NU Perlu Belajar ke Muhammadiyah Soal Tata Kelola Modern

Di tengah dinamika zaman yang semakin cepat dan menuntut transparansi, Nahdlatul Ulama (NU) sebagai organisasi Islam terbesar di dunia dihadapkan pada tantangan besar: menata ulang sistem pengelolaan aset dan keuangan secara modern.

Kita tentu tahu, secara sosial dan spiritual, NU memegang peranan yang tak tertandingi. Dari desa hingga kota, dari pesantren kecil hingga universitas besar, pengaruh NU terasa di seluruh penjuru negeri. Tapi di balik besarnya pengaruh itu, NU masih menghadapi masalah klasik — administrasi yang lemah dan pencatatan aset yang belum tertib.
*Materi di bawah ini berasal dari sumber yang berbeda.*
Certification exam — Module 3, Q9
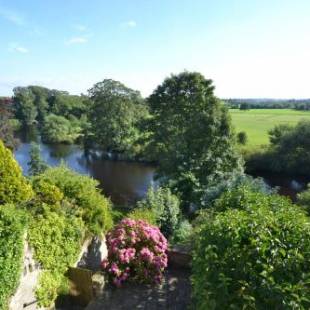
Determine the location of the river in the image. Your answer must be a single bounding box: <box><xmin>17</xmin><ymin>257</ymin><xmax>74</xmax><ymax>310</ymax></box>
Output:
<box><xmin>15</xmin><ymin>132</ymin><xmax>307</xmax><ymax>205</ymax></box>
<box><xmin>15</xmin><ymin>133</ymin><xmax>155</xmax><ymax>204</ymax></box>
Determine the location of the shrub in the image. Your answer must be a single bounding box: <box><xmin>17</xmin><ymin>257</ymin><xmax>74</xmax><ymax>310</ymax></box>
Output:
<box><xmin>128</xmin><ymin>208</ymin><xmax>156</xmax><ymax>225</ymax></box>
<box><xmin>0</xmin><ymin>140</ymin><xmax>32</xmax><ymax>204</ymax></box>
<box><xmin>297</xmin><ymin>184</ymin><xmax>310</xmax><ymax>215</ymax></box>
<box><xmin>28</xmin><ymin>211</ymin><xmax>84</xmax><ymax>307</ymax></box>
<box><xmin>171</xmin><ymin>219</ymin><xmax>193</xmax><ymax>245</ymax></box>
<box><xmin>32</xmin><ymin>177</ymin><xmax>64</xmax><ymax>205</ymax></box>
<box><xmin>32</xmin><ymin>166</ymin><xmax>112</xmax><ymax>234</ymax></box>
<box><xmin>212</xmin><ymin>186</ymin><xmax>291</xmax><ymax>212</ymax></box>
<box><xmin>237</xmin><ymin>131</ymin><xmax>248</xmax><ymax>145</ymax></box>
<box><xmin>102</xmin><ymin>219</ymin><xmax>167</xmax><ymax>286</ymax></box>
<box><xmin>137</xmin><ymin>187</ymin><xmax>180</xmax><ymax>237</ymax></box>
<box><xmin>0</xmin><ymin>205</ymin><xmax>26</xmax><ymax>309</ymax></box>
<box><xmin>192</xmin><ymin>191</ymin><xmax>310</xmax><ymax>310</ymax></box>
<box><xmin>201</xmin><ymin>172</ymin><xmax>276</xmax><ymax>208</ymax></box>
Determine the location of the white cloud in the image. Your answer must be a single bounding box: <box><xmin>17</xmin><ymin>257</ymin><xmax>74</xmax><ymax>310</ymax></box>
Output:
<box><xmin>8</xmin><ymin>43</ymin><xmax>29</xmax><ymax>54</ymax></box>
<box><xmin>72</xmin><ymin>24</ymin><xmax>87</xmax><ymax>32</ymax></box>
<box><xmin>121</xmin><ymin>20</ymin><xmax>137</xmax><ymax>28</ymax></box>
<box><xmin>0</xmin><ymin>7</ymin><xmax>25</xmax><ymax>26</ymax></box>
<box><xmin>65</xmin><ymin>37</ymin><xmax>88</xmax><ymax>45</ymax></box>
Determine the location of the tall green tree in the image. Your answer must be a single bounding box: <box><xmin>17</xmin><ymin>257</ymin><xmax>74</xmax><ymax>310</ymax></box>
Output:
<box><xmin>28</xmin><ymin>143</ymin><xmax>48</xmax><ymax>175</ymax></box>
<box><xmin>148</xmin><ymin>72</ymin><xmax>241</xmax><ymax>206</ymax></box>
<box><xmin>89</xmin><ymin>79</ymin><xmax>147</xmax><ymax>153</ymax></box>
<box><xmin>13</xmin><ymin>87</ymin><xmax>38</xmax><ymax>125</ymax></box>
<box><xmin>0</xmin><ymin>98</ymin><xmax>18</xmax><ymax>149</ymax></box>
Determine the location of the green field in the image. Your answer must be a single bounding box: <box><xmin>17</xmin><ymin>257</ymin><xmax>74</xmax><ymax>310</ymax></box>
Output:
<box><xmin>230</xmin><ymin>109</ymin><xmax>310</xmax><ymax>148</ymax></box>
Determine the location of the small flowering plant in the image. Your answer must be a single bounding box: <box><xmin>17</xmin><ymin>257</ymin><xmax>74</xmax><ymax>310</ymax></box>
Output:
<box><xmin>102</xmin><ymin>219</ymin><xmax>168</xmax><ymax>287</ymax></box>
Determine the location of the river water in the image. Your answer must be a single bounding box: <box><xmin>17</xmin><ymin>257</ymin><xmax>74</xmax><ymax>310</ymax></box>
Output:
<box><xmin>15</xmin><ymin>130</ymin><xmax>155</xmax><ymax>204</ymax></box>
<box><xmin>15</xmin><ymin>132</ymin><xmax>307</xmax><ymax>205</ymax></box>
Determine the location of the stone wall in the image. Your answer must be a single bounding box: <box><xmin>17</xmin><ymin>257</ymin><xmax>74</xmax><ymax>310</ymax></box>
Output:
<box><xmin>9</xmin><ymin>241</ymin><xmax>40</xmax><ymax>310</ymax></box>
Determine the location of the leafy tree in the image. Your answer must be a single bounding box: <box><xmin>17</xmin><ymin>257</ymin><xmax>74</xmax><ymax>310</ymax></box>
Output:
<box><xmin>42</xmin><ymin>114</ymin><xmax>82</xmax><ymax>143</ymax></box>
<box><xmin>13</xmin><ymin>87</ymin><xmax>38</xmax><ymax>125</ymax></box>
<box><xmin>50</xmin><ymin>92</ymin><xmax>90</xmax><ymax>118</ymax></box>
<box><xmin>297</xmin><ymin>184</ymin><xmax>310</xmax><ymax>215</ymax></box>
<box><xmin>28</xmin><ymin>86</ymin><xmax>49</xmax><ymax>123</ymax></box>
<box><xmin>0</xmin><ymin>140</ymin><xmax>32</xmax><ymax>205</ymax></box>
<box><xmin>192</xmin><ymin>188</ymin><xmax>310</xmax><ymax>310</ymax></box>
<box><xmin>267</xmin><ymin>120</ymin><xmax>310</xmax><ymax>175</ymax></box>
<box><xmin>137</xmin><ymin>187</ymin><xmax>180</xmax><ymax>237</ymax></box>
<box><xmin>33</xmin><ymin>166</ymin><xmax>112</xmax><ymax>235</ymax></box>
<box><xmin>28</xmin><ymin>143</ymin><xmax>48</xmax><ymax>175</ymax></box>
<box><xmin>0</xmin><ymin>100</ymin><xmax>18</xmax><ymax>149</ymax></box>
<box><xmin>89</xmin><ymin>79</ymin><xmax>147</xmax><ymax>153</ymax></box>
<box><xmin>148</xmin><ymin>72</ymin><xmax>241</xmax><ymax>206</ymax></box>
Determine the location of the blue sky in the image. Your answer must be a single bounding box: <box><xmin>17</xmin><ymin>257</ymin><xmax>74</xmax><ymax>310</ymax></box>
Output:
<box><xmin>0</xmin><ymin>0</ymin><xmax>310</xmax><ymax>98</ymax></box>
Sebaliknya, Muhammadiyah yang lahir lebih dulu pada tahun 1912 telah menjadi contoh bagaimana organisasi keagamaan bisa tumbuh menjadi kekuatan ekonomi, sosial, dan pendidikan yang sangat tertata. Semua asetnya — sekolah, rumah sakit, universitas, dan lembaga sosial — tercatat atas nama lembaga, bukan individu. Itulah sebabnya laporan aset Muhammadiyah bisa dihitung, diaudit, dan dipertanggungjawabkan secara terbuka.
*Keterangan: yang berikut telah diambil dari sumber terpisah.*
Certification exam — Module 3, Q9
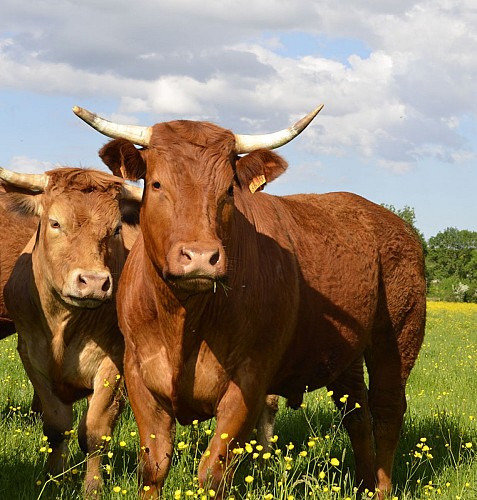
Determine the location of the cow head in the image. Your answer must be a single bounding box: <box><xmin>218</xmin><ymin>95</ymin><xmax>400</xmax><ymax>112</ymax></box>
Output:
<box><xmin>74</xmin><ymin>106</ymin><xmax>322</xmax><ymax>292</ymax></box>
<box><xmin>0</xmin><ymin>168</ymin><xmax>142</xmax><ymax>308</ymax></box>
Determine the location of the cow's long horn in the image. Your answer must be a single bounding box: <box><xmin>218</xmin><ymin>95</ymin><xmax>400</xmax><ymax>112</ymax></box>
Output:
<box><xmin>231</xmin><ymin>104</ymin><xmax>323</xmax><ymax>154</ymax></box>
<box><xmin>73</xmin><ymin>106</ymin><xmax>152</xmax><ymax>146</ymax></box>
<box><xmin>0</xmin><ymin>167</ymin><xmax>50</xmax><ymax>192</ymax></box>
<box><xmin>123</xmin><ymin>183</ymin><xmax>143</xmax><ymax>201</ymax></box>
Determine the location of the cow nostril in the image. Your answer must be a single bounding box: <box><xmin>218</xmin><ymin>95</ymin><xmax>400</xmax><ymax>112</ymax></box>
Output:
<box><xmin>101</xmin><ymin>276</ymin><xmax>111</xmax><ymax>292</ymax></box>
<box><xmin>209</xmin><ymin>250</ymin><xmax>220</xmax><ymax>266</ymax></box>
<box><xmin>181</xmin><ymin>248</ymin><xmax>192</xmax><ymax>260</ymax></box>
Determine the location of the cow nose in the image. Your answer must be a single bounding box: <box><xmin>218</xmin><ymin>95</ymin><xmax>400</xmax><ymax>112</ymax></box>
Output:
<box><xmin>181</xmin><ymin>247</ymin><xmax>220</xmax><ymax>268</ymax></box>
<box><xmin>73</xmin><ymin>269</ymin><xmax>111</xmax><ymax>298</ymax></box>
<box><xmin>167</xmin><ymin>241</ymin><xmax>225</xmax><ymax>279</ymax></box>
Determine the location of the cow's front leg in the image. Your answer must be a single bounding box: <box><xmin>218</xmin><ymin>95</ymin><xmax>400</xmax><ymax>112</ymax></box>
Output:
<box><xmin>125</xmin><ymin>356</ymin><xmax>175</xmax><ymax>498</ymax></box>
<box><xmin>78</xmin><ymin>360</ymin><xmax>124</xmax><ymax>497</ymax></box>
<box><xmin>198</xmin><ymin>382</ymin><xmax>265</xmax><ymax>499</ymax></box>
<box><xmin>18</xmin><ymin>340</ymin><xmax>73</xmax><ymax>477</ymax></box>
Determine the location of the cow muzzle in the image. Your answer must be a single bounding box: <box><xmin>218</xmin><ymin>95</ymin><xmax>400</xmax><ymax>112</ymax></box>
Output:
<box><xmin>164</xmin><ymin>241</ymin><xmax>225</xmax><ymax>292</ymax></box>
<box><xmin>62</xmin><ymin>269</ymin><xmax>113</xmax><ymax>308</ymax></box>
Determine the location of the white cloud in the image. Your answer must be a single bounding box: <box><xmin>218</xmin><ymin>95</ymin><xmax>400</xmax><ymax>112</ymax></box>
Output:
<box><xmin>0</xmin><ymin>0</ymin><xmax>477</xmax><ymax>172</ymax></box>
<box><xmin>7</xmin><ymin>156</ymin><xmax>55</xmax><ymax>174</ymax></box>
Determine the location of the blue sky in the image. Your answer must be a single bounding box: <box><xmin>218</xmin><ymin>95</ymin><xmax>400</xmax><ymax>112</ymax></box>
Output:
<box><xmin>0</xmin><ymin>0</ymin><xmax>477</xmax><ymax>238</ymax></box>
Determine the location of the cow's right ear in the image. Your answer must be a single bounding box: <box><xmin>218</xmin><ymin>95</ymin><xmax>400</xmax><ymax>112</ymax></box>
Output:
<box><xmin>98</xmin><ymin>139</ymin><xmax>146</xmax><ymax>181</ymax></box>
<box><xmin>0</xmin><ymin>189</ymin><xmax>43</xmax><ymax>217</ymax></box>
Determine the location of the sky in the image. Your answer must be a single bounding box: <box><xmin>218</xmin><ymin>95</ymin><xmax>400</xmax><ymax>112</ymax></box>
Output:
<box><xmin>0</xmin><ymin>0</ymin><xmax>477</xmax><ymax>239</ymax></box>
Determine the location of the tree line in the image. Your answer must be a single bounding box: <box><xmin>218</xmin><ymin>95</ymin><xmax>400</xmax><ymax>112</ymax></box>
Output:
<box><xmin>383</xmin><ymin>204</ymin><xmax>477</xmax><ymax>302</ymax></box>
Di sisi lain, NU tumbuh dari akar tradisi pesantren yang berbasis keikhlasan dan kepercayaan (trust). Banyak aset berupa tanah wakaf, madrasah, atau pesantren didirikan atas nama kiai, keluarga, atau yayasan lokal. Semua berangkat dari niat baik, tetapi secara administrasi membuat banyak aset tidak tercatat resmi atas nama organisasi. Akibatnya, NU sering kehilangan peluang — baik dalam pendanaan, legalisasi, maupun pengembangan ekonomi umat.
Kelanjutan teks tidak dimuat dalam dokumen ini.